Tuesday, September 17, 2013

Morsi's fall, engineered by Saudis, now Israel's fault?

One of the reasons blogging the Middle East is hard today:

Last Tuesday, Recep Tayyip Erdoğan, Turkey's prime minister,
accused Israel of being behind the ouster of Egypt's Islamist President Mohammed Morsi. . . .
This is curious and confusing, because
 Saudi Arabia's backing for the recent Egyptian coup, which its head of intelligence, Prince Bandar bin Sultan, had worked so tirelessly to achieve, was instantaneous. When Adli Mansour, the former head of Egypt's supreme court, was sworn in as interim president, King Abdullah sent him a message praising the Egyptian army for having saved the country from a dark tunnel.
The Saudi monarch followed this up last Friday with a speech whose bluntness was atypical of the man. "Let the entire world know," he proclaimed "that the people and government of the Kingdom of Saudi Arabia stood and still stand today with our brothers in Egypt against terrorism, extremism and sedition, and against whomever is trying to interfere in Egypt's internal affairs."  The Guardian.
And the Saudis are giving the Egyptian military dictators billions of dollars to support the coup.

Why would Prime Minister Erdoğan say such a thing?

The answer may lie in Syria: Turkey has a burning desire to see President Bashar al-Assad gone, and Erdoğan's disappointment with both the Obama's and Putin's apparent joint decision not to bomb Syria over "chemical" weapons is widely known.
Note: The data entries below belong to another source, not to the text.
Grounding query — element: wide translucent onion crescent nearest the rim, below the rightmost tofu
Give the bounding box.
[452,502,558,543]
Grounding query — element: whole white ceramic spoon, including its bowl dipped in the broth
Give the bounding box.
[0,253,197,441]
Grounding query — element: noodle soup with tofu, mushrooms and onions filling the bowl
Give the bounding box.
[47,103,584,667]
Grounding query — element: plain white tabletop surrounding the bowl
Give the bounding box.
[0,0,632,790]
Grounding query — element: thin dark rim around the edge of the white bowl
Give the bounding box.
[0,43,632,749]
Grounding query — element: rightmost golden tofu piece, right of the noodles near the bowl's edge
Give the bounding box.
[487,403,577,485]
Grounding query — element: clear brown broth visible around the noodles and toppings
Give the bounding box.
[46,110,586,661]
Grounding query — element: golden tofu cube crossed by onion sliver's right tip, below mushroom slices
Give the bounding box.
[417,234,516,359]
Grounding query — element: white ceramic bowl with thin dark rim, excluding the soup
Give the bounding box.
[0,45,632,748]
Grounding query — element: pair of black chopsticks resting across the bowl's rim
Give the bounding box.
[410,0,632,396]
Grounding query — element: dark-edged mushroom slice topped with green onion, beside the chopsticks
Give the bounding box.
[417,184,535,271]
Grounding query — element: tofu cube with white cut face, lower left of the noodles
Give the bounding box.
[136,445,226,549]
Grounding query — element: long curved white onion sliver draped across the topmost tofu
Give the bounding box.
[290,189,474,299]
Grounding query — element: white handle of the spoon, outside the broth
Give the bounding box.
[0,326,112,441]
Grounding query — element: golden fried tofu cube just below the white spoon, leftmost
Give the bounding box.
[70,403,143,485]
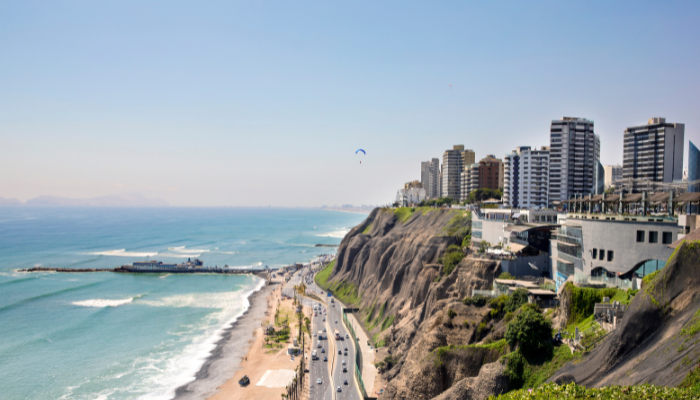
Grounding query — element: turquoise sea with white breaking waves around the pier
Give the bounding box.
[0,207,365,399]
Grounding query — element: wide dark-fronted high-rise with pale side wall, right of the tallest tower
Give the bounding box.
[622,118,685,190]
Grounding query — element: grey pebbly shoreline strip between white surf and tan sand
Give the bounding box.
[172,283,277,400]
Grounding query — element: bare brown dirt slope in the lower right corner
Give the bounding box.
[550,242,700,387]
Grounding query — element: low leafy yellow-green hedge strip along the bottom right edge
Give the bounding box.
[489,383,700,400]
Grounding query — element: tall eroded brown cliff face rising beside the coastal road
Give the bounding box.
[329,209,504,400]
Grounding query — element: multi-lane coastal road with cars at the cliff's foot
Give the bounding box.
[283,268,362,400]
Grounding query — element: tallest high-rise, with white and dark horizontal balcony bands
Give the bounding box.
[549,117,600,203]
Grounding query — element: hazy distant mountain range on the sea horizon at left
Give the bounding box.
[9,193,169,207]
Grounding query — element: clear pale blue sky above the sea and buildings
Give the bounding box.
[0,0,700,207]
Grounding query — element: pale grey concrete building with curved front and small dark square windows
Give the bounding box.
[550,213,679,289]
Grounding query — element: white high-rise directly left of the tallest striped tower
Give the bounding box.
[503,146,550,208]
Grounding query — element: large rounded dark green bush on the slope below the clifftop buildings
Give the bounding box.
[506,309,552,355]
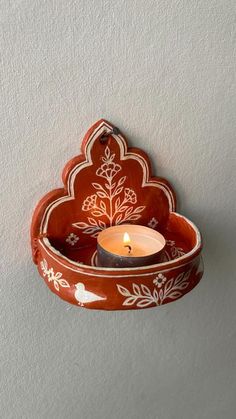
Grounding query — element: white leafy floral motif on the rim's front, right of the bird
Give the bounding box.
[117,270,191,308]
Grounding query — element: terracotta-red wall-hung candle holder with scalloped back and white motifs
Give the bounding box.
[31,120,203,310]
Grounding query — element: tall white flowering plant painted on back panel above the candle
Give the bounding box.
[72,146,145,237]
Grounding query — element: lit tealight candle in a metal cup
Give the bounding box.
[97,224,166,268]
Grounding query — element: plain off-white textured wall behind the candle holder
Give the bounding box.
[0,0,236,419]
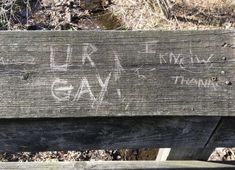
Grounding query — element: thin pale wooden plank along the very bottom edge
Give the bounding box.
[0,161,235,170]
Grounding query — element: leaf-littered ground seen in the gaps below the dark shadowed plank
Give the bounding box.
[0,148,235,162]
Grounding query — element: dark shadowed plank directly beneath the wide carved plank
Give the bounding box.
[0,117,219,152]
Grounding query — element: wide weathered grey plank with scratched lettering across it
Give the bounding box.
[0,30,235,118]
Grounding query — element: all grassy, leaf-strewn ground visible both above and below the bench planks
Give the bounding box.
[0,0,235,162]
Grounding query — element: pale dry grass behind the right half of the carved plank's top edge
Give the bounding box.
[111,0,235,30]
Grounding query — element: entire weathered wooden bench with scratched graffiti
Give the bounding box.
[0,30,235,169]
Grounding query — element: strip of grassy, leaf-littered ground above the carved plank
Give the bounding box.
[0,0,235,30]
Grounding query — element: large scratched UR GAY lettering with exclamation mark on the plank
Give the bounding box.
[50,43,119,110]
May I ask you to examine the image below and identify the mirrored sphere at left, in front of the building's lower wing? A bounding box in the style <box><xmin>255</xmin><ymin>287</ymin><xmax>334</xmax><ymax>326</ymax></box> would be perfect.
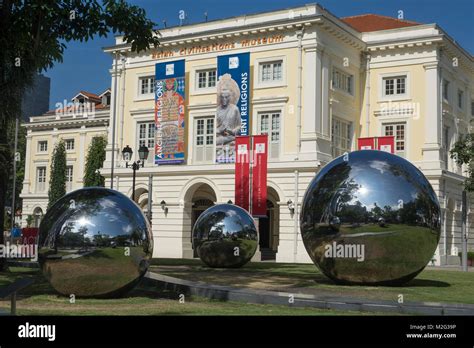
<box><xmin>38</xmin><ymin>187</ymin><xmax>152</xmax><ymax>297</ymax></box>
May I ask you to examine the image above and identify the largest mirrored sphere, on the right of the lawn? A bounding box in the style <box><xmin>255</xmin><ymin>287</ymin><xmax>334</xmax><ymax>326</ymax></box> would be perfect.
<box><xmin>300</xmin><ymin>150</ymin><xmax>440</xmax><ymax>285</ymax></box>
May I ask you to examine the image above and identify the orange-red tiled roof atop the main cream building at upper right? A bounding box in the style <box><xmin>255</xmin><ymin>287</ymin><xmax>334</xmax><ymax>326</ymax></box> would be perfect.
<box><xmin>341</xmin><ymin>13</ymin><xmax>421</xmax><ymax>32</ymax></box>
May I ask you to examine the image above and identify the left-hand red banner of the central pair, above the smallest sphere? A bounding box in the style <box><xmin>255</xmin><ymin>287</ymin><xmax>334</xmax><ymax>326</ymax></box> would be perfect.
<box><xmin>235</xmin><ymin>136</ymin><xmax>250</xmax><ymax>211</ymax></box>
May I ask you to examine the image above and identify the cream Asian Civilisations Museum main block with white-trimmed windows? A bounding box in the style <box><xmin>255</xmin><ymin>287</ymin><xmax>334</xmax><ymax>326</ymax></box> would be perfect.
<box><xmin>23</xmin><ymin>4</ymin><xmax>474</xmax><ymax>265</ymax></box>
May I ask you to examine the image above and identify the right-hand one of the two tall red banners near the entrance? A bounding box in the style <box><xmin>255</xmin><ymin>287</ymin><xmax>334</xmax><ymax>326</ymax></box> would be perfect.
<box><xmin>251</xmin><ymin>134</ymin><xmax>268</xmax><ymax>217</ymax></box>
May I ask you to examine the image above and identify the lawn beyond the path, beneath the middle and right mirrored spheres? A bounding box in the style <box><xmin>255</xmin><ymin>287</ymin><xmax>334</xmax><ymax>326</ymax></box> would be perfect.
<box><xmin>150</xmin><ymin>259</ymin><xmax>474</xmax><ymax>304</ymax></box>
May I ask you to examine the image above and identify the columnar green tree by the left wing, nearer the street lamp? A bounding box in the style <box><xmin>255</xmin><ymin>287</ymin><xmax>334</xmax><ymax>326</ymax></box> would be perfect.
<box><xmin>84</xmin><ymin>136</ymin><xmax>107</xmax><ymax>187</ymax></box>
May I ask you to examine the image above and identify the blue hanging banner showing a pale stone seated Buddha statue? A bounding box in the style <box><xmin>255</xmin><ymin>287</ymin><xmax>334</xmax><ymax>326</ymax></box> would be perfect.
<box><xmin>216</xmin><ymin>52</ymin><xmax>250</xmax><ymax>163</ymax></box>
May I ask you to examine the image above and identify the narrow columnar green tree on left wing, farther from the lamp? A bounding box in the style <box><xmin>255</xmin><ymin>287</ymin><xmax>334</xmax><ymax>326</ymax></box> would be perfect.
<box><xmin>48</xmin><ymin>140</ymin><xmax>66</xmax><ymax>209</ymax></box>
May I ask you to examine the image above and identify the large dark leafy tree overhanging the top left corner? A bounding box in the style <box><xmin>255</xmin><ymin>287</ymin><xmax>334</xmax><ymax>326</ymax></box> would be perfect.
<box><xmin>0</xmin><ymin>0</ymin><xmax>159</xmax><ymax>271</ymax></box>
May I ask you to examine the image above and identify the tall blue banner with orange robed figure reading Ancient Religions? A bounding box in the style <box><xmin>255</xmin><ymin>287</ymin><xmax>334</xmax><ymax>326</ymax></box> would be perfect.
<box><xmin>155</xmin><ymin>59</ymin><xmax>186</xmax><ymax>164</ymax></box>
A UN brokered settlement of the weapons issue backed by the U.S. and Russia might lead to a brokered resolution of the ciil war, which might not turn out to be in Turkey's interest.

Supporting the Saudi now might be in Erdoğan's interest.  The Saudi are prime contributors to the Salafi rebels in Syria. MUSLIM WORLD - FRANCE 24,  How Saudi petrodollars fuel rise of Salafism .

  See, e.g. Reuters' Saudi edges Qatar to control Syrian rebel support. And see The Guardian,  Syria's rebels fear foreign jihadis in their midst; The Economist, Jihadis in Syria A Salafi shindig.